We need a new ‘third way’ to set marketing budgets
Zero-based budgeting hurts long-term brand-building, while advertising-to-sales ratios are entirely arbitrary. There’s a much better, ‘two-speed’ way to set marketing budgets.
“Some may say that it’s not a disaster and thus better than feared – we’re not yet in that camp.” That was the gloomy verdict from Goldman Sachs analyst Ken Goldman as he surveyed the latest results from struggling food giant Kraft Heinz last Thursday.
It was another dire week for Kraft Heinz, in a year of dire weeks that has seen the company’s share price fall by a third. Last week, there was more disappointment as Kraft Heinz reported weakened sales, a further write-down of its businesses and an even more gloomy forecast for the rest of the year.
With increasing frequency and vehemence, marketers have a particularly negative narrative they like to tell about Kraft-Heinz and its current predicament. You know how it goes.
The company was partly acquired by 3G, a famed private equity firm. The stereotypical private equity firm is all about ensuring a quick and lucrative exit before it will even consider an offer for a business, and that leads to overriding short-termism. That short-termism runs counter to long-term brand building.

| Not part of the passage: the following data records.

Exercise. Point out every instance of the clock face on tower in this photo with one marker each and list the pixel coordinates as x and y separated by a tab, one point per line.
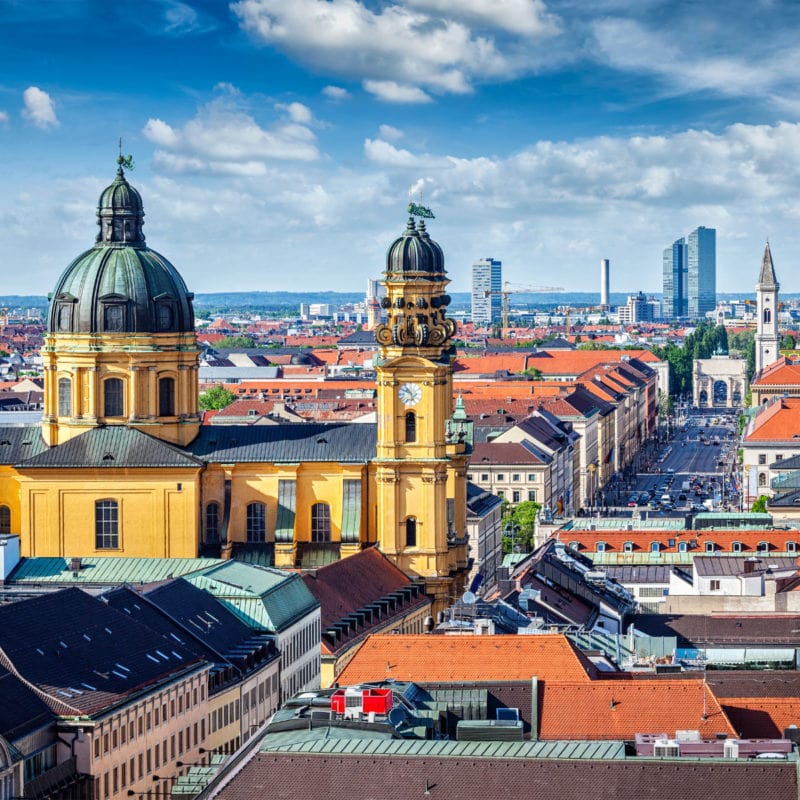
409	394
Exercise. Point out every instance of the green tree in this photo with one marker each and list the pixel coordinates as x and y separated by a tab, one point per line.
215	398
235	343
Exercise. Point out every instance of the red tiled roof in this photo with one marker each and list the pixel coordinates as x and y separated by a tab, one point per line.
461	659
620	709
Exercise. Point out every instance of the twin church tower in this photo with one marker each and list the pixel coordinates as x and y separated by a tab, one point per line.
124	467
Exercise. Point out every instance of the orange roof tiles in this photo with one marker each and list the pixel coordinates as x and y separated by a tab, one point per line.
445	659
778	421
620	709
762	717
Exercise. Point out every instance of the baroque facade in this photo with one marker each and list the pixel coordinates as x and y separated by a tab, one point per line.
122	466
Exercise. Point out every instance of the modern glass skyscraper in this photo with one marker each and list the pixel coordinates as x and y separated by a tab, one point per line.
674	302
702	270
690	275
487	288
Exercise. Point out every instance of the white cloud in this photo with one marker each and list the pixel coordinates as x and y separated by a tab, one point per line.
224	139
297	112
393	92
336	93
395	46
524	17
390	133
38	108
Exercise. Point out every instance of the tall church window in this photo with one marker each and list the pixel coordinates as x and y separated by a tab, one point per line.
166	397
106	524
411	427
320	522
113	405
411	532
64	397
256	522
212	522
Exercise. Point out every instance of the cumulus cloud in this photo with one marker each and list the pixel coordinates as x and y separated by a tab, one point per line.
397	50
38	108
524	17
390	133
225	139
393	92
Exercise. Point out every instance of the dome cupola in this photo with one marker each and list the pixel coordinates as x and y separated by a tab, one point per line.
120	285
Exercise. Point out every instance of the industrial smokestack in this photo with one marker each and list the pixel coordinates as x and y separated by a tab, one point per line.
605	269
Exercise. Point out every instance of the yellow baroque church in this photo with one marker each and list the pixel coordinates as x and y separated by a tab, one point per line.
121	465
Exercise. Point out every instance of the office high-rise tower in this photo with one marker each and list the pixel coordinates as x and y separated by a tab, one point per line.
690	275
487	288
675	284
701	246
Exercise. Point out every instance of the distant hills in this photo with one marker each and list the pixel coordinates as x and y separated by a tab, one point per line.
244	301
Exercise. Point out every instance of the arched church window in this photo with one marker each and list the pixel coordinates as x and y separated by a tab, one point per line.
320	522
212	522
64	397
411	532
106	525
411	427
113	318
113	405
256	522
166	397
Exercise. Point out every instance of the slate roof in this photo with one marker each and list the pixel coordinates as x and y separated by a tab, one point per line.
19	443
619	709
289	443
460	659
698	630
370	775
111	447
85	655
21	709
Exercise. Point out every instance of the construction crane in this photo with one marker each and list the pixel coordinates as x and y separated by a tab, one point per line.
518	288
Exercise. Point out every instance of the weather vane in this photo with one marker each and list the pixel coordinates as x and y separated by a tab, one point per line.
124	161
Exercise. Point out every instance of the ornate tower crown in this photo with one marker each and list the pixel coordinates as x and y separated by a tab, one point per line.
415	280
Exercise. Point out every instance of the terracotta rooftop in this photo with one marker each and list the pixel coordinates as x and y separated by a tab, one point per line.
620	709
461	659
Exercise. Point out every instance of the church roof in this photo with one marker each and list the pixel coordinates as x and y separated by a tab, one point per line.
767	279
115	446
290	443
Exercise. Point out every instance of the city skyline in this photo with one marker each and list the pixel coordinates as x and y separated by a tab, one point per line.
550	135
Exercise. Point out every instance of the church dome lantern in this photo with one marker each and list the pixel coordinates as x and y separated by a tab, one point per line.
120	285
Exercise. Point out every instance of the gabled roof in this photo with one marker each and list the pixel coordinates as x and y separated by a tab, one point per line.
83	654
619	709
463	659
111	447
287	443
264	598
353	583
20	443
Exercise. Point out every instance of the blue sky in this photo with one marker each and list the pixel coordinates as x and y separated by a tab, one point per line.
277	142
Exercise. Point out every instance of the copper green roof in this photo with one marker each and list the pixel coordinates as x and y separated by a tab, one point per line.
109	570
265	598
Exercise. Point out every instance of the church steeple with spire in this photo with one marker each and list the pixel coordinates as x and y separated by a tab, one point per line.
767	339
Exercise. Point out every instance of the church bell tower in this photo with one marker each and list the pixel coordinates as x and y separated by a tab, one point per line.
421	473
767	338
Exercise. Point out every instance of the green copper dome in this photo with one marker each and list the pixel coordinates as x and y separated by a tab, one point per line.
120	285
415	255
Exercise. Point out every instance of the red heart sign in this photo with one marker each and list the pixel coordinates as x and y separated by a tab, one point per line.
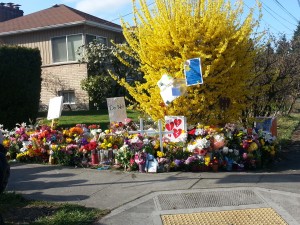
170	126
177	122
177	132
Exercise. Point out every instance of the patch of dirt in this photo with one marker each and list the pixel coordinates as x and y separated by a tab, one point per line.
27	214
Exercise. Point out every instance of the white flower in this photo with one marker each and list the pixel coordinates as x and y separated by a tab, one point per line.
200	131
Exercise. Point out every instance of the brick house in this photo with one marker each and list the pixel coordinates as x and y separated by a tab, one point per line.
57	32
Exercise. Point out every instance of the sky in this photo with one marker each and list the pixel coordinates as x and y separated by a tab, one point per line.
279	16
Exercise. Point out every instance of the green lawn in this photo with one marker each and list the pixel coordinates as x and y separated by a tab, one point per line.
15	209
286	126
99	117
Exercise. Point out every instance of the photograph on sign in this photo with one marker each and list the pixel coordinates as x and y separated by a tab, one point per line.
192	72
55	108
165	82
116	109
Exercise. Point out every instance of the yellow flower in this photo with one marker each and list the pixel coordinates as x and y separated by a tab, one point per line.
6	143
253	146
160	154
109	145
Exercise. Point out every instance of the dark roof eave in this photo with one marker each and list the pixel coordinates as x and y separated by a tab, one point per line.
91	23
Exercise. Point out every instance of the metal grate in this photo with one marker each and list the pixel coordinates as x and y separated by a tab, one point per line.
262	216
207	199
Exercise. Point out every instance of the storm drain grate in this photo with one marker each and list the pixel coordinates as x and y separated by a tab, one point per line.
207	199
262	216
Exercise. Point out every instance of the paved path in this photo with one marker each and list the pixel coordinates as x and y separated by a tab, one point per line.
136	198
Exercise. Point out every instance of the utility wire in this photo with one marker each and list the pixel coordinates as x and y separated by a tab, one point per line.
264	20
284	9
278	20
125	15
277	14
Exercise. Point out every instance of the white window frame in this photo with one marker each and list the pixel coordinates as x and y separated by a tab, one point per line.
66	39
62	92
97	37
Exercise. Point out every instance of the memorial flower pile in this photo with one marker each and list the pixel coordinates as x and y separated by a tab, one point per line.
206	147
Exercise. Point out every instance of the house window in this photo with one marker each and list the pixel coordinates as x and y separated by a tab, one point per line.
64	48
89	38
68	96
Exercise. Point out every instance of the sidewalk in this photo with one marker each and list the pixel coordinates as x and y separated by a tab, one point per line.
136	198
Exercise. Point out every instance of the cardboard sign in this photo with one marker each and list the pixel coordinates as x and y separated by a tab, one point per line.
176	124
192	71
55	108
268	124
116	109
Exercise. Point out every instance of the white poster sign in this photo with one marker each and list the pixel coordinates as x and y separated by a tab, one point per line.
177	124
55	108
116	109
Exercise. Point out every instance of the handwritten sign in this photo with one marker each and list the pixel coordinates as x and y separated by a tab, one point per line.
268	124
192	71
176	124
55	108
116	109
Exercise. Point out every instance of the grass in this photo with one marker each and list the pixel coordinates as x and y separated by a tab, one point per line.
15	209
286	126
99	117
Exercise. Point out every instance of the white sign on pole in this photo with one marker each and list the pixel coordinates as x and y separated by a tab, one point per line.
116	109
55	108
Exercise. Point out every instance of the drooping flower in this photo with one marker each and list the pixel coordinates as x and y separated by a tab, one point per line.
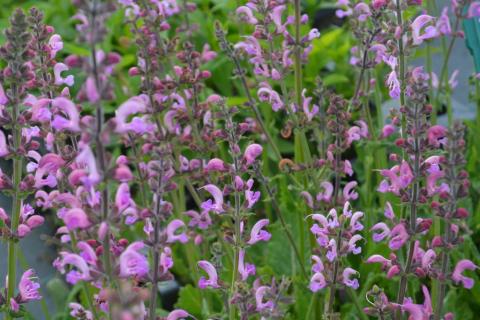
28	287
457	275
245	269
172	236
132	262
216	205
258	234
212	280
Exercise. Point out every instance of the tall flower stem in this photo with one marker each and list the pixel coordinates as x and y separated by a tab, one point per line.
156	251
401	58
17	199
413	210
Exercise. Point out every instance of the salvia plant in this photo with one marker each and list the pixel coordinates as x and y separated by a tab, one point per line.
197	145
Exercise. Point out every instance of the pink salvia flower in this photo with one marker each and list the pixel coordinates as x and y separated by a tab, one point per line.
258	234
132	262
212	280
216	205
172	228
245	269
28	288
457	275
57	70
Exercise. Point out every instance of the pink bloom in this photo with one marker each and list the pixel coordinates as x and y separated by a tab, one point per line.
57	70
245	269
435	134
67	107
251	153
352	244
56	44
421	22
138	125
347	278
216	205
28	288
81	271
258	234
457	273
474	10
132	262
398	237
3	145
355	224
251	196
362	11
379	259
75	218
326	195
385	231
201	220
349	192
246	15
317	282
216	164
212	280
172	227
178	314
318	265
78	311
259	296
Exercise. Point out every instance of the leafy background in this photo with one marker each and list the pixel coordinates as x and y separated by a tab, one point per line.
329	60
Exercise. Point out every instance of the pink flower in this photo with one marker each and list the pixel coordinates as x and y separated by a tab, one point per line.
56	44
246	15
67	107
178	314
3	145
75	218
317	282
318	265
212	280
421	22
326	195
77	311
435	134
385	231
457	273
376	258
347	278
251	153
81	271
251	196
57	70
132	262
352	244
216	205
245	269
348	191
138	125
259	297
474	10
172	227
398	236
28	288
258	234
201	220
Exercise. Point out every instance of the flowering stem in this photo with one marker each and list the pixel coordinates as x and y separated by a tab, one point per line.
413	210
331	298
156	235
401	56
17	199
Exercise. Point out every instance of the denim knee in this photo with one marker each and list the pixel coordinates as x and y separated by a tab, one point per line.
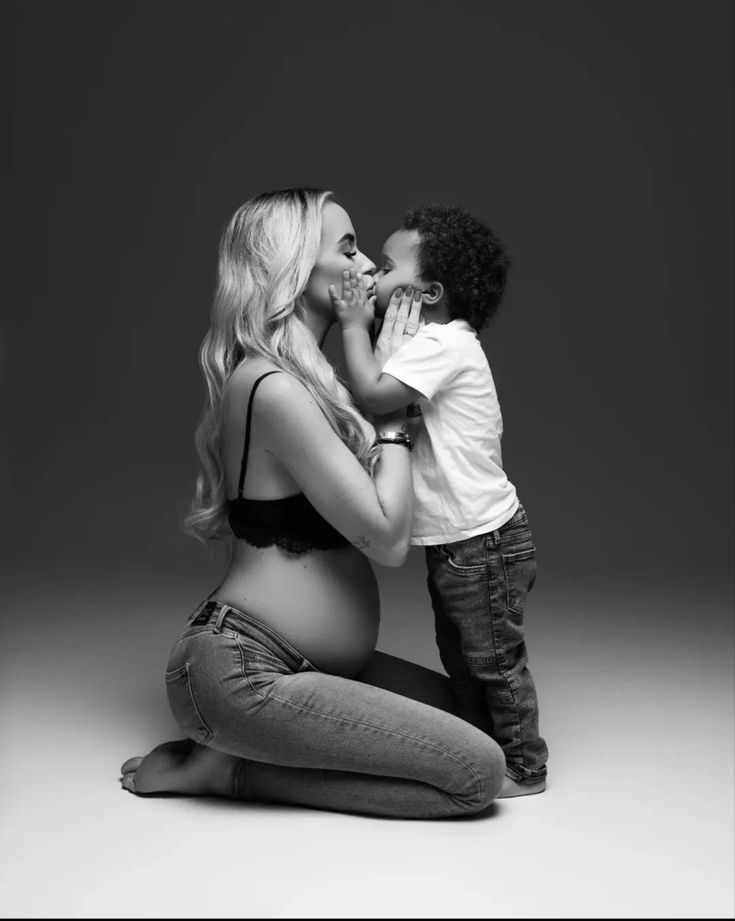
488	772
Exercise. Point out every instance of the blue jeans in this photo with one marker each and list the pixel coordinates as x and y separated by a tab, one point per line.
478	589
315	739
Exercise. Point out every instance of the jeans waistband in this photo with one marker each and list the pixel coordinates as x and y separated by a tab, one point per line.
221	615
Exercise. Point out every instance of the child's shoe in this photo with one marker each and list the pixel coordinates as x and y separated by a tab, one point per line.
513	788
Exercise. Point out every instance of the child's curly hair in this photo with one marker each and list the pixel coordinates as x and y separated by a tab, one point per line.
465	256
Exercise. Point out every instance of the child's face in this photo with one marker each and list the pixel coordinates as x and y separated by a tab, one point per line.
398	267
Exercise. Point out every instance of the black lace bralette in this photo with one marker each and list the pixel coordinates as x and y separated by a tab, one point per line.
291	523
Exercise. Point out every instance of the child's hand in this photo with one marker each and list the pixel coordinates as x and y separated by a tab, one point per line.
354	308
401	322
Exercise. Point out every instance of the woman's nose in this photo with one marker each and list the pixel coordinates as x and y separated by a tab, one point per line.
368	267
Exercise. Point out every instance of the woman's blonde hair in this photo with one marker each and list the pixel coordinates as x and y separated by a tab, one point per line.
266	255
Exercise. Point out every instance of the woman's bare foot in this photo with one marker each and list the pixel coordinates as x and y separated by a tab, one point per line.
513	788
180	767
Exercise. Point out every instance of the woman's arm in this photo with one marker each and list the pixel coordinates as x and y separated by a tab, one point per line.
373	514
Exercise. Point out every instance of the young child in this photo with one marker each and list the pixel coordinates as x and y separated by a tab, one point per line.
479	550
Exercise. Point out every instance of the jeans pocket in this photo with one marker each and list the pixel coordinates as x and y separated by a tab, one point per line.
520	574
183	704
465	557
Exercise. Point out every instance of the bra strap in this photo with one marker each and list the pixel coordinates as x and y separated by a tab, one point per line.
244	462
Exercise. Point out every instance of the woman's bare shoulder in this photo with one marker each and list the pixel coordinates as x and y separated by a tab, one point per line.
282	390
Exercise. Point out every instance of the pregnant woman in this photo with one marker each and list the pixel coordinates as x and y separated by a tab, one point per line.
275	679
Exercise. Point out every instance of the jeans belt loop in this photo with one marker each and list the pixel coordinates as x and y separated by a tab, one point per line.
223	612
196	612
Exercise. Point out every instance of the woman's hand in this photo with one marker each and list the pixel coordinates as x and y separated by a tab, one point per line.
354	308
401	322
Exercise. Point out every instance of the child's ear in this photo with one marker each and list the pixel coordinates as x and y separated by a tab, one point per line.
433	294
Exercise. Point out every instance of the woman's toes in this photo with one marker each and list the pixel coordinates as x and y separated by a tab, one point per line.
132	764
128	782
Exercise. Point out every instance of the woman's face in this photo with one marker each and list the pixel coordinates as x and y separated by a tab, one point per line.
338	251
398	268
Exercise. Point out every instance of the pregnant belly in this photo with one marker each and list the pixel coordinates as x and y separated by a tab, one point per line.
325	603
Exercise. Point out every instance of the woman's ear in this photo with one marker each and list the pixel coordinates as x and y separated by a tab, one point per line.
433	293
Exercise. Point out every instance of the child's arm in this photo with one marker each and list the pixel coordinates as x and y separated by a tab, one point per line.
374	391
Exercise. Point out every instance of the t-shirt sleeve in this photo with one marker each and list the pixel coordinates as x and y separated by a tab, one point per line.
425	363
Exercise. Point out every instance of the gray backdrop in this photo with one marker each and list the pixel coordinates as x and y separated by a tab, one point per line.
595	138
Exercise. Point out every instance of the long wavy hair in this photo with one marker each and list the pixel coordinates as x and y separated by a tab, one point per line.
266	255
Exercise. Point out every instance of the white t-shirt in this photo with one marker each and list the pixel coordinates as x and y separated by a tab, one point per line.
460	488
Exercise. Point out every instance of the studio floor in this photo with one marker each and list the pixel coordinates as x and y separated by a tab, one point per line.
637	820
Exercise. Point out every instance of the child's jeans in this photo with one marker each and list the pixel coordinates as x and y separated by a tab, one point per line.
478	589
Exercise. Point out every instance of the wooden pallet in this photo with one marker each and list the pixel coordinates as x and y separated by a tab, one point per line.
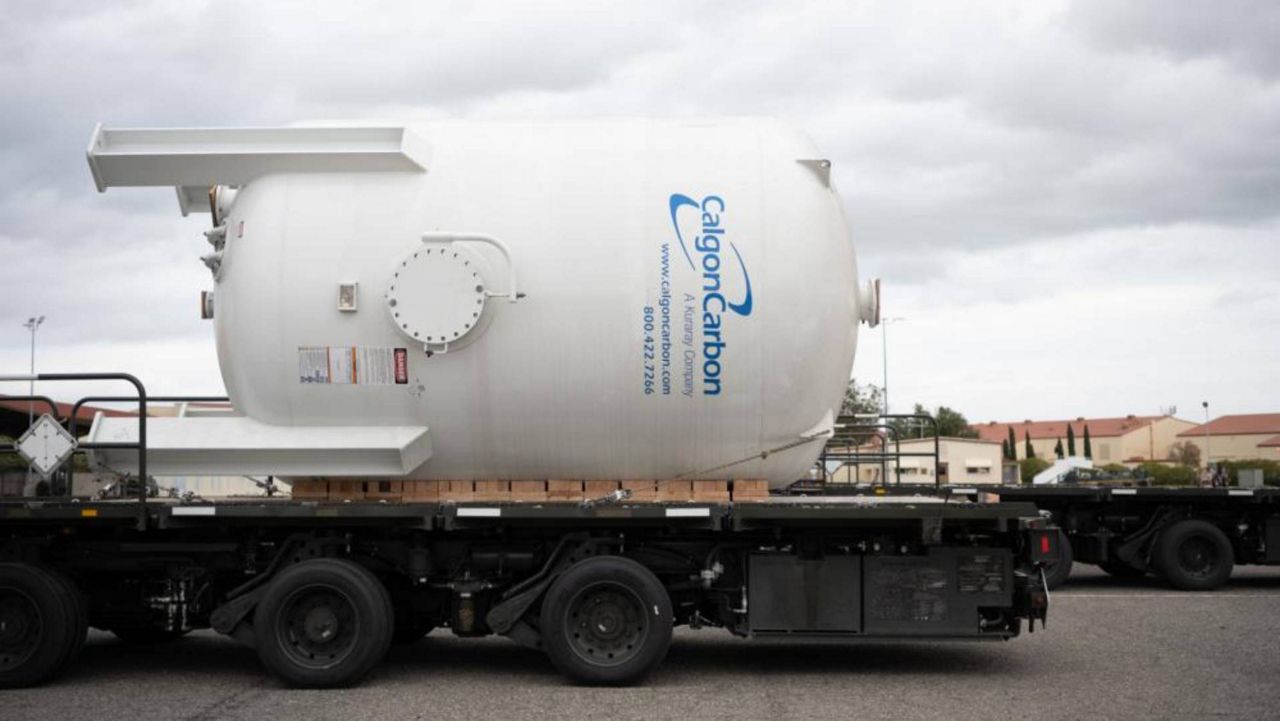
530	491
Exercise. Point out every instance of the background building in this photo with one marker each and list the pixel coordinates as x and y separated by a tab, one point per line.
1237	438
1129	439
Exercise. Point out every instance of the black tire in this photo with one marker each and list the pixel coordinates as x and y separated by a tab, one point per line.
323	623
146	635
77	606
37	625
1118	569
1194	555
1057	574
607	621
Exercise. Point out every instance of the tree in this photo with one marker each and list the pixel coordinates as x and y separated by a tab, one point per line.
864	400
1184	453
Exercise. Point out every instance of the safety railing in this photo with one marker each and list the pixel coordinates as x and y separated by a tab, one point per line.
876	439
140	401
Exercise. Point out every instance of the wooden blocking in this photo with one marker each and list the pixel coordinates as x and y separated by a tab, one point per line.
711	491
565	491
750	491
595	489
493	491
310	489
423	491
384	489
643	491
529	491
671	491
457	491
346	489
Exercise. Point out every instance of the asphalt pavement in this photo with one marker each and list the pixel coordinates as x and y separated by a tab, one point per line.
1112	649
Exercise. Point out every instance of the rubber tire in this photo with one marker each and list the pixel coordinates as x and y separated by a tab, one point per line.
1165	555
369	601
146	635
78	608
622	571
58	620
1057	574
1118	569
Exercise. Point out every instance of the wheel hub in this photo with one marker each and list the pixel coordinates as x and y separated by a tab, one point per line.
1196	556
607	624
318	626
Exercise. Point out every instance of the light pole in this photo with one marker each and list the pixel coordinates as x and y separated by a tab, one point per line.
32	324
1206	433
885	323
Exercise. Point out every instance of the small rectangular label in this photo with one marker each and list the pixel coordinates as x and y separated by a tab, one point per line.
352	365
401	366
479	512
195	511
689	512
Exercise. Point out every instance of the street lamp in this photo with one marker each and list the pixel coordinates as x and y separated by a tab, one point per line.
885	323
1206	433
32	324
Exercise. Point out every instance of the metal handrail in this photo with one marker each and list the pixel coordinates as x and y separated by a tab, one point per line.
845	445
141	398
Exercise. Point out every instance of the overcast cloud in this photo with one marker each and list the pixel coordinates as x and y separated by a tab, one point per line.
1075	206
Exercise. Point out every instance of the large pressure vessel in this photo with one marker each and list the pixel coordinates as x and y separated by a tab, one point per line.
688	300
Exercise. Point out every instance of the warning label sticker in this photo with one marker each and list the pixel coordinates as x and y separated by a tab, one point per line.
353	365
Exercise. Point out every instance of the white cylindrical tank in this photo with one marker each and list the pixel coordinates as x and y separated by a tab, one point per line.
690	300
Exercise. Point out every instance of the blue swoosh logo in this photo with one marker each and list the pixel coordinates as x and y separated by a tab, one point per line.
745	306
676	202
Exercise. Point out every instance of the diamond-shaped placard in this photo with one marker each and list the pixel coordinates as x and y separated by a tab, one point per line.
46	445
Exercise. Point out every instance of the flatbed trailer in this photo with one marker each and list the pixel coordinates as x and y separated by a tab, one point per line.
1191	537
320	589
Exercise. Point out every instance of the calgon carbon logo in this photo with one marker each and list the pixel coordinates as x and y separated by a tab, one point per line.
703	234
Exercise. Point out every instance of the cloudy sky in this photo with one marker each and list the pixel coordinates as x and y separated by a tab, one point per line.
1074	206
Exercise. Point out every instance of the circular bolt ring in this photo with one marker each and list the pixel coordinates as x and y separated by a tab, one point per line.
1197	556
21	628
318	626
607	624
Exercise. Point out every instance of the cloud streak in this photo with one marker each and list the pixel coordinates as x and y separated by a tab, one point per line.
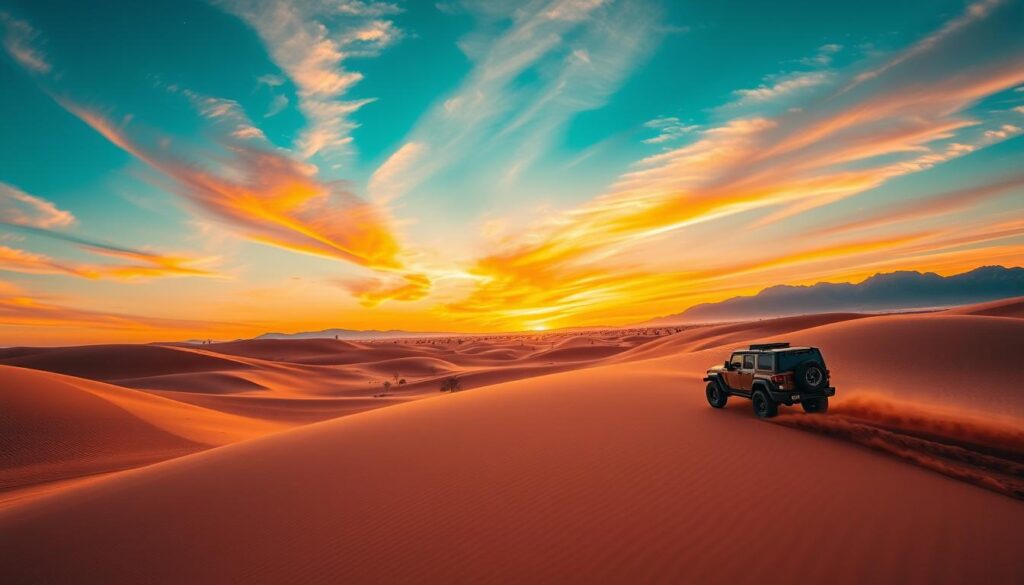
909	115
311	48
19	208
23	44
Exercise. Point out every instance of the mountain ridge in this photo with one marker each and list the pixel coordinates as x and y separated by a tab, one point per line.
901	290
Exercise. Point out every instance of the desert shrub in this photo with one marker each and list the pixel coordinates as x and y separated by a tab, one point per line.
451	384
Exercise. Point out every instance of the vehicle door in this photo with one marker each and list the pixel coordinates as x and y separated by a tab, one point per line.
745	376
732	375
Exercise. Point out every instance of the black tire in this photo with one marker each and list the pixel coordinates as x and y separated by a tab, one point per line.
810	376
716	397
815	406
764	407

When a private equity firm, like 3G, buys a branded business, like Kraft Heinz, there is an initial flush of profit as costs are cut and the company coasts along on the fumes of former marketing investments. But eventually, reduced marketing budgets cause the business to splutter and then dive. The declines in salience and brand equity caused by under-investment manifest in lower revenues, greater price-sensitivity and increased vulnerability to private labels.
Much of the criticism of the private equity approach to brands focuses on one of the sector’s most beloved instruments – zero-based budgeting (ZBB). It has been part of the private equity tool kit from the very beginning.
A firm takes control of a floundering acquisition and immediately subjects it to full ZBB. In what is usually the organisational equivalent of an airport customs search, a company’s expenditures are stripped bare, cavities are examined and everything is pared back.